"I turned them all down," he said. "I have to tolerate a failure to act by ongoing clients but not someone who calls out of the blue."
Robert Lawrence of Cadwalader, Wickersham & Taft LLP, said, "We're looking for relationships. This isn't a one-off thing. A private client is unique because the lawyer becomes a counselor to the family."
Alphabet soup
The work isn't easy, involving choices from an "alphabet soup of trust techniques," said David T. Leibell, a Wiggin and Dana LLP partner in Greenwich, Conn., who writes a monthly column for Trusts and Estates magazine.
A client needs to identify a trustee, perhaps a family member or a trusted banker or lawyer, said Kalb of Greenberg Traurig. Decisions are needed on whether the trust will make distributions and at what stages. He said that in a time crunch such as this, the process could be completed in two weeks. It normally takes much longer.
"Many clients coming to us today, we're advising them that unless it's a simple plan we cannot implement it by year end," Kalb said last week.
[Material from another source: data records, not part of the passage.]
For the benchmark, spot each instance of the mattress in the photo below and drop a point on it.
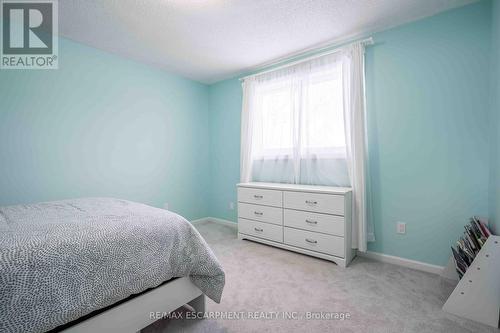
(62, 260)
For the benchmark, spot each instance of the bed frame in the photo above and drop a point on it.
(135, 314)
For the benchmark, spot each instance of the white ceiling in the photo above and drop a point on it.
(210, 40)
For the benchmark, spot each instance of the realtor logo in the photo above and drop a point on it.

Even for the very affluent, wealth is often in the form of businesses, homes and artwork, the attorneys said. That means appraisals.
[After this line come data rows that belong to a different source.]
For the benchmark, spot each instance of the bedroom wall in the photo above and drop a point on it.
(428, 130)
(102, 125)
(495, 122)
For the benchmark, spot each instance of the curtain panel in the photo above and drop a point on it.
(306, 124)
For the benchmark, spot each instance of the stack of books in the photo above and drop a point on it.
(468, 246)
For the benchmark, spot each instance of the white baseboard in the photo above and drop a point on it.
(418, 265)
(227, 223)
Calls from potential clients have skyrocketed, said Curtis Kimball, national director of wealth management valuations with the appraisal firm Willamette Management Associates in Atlanta.
Appraisal clients
Kimball is booked through December for new clients and must defer some appraisals until 2013. A specialist in valuing privately held companies and intellectual property, he is fielding requests in the coming weeks for values of companies in the real estate and timber industries as well as a best-selling author's literary property, he said.
"There are a lot of nervous wealthy people out there," Kimball said.
When an appraisal cannot be completed before year-end, one strategy involves funding a trust with cash or securities this year and swapping out the cash for an equivalent value of another asset after it's appraised.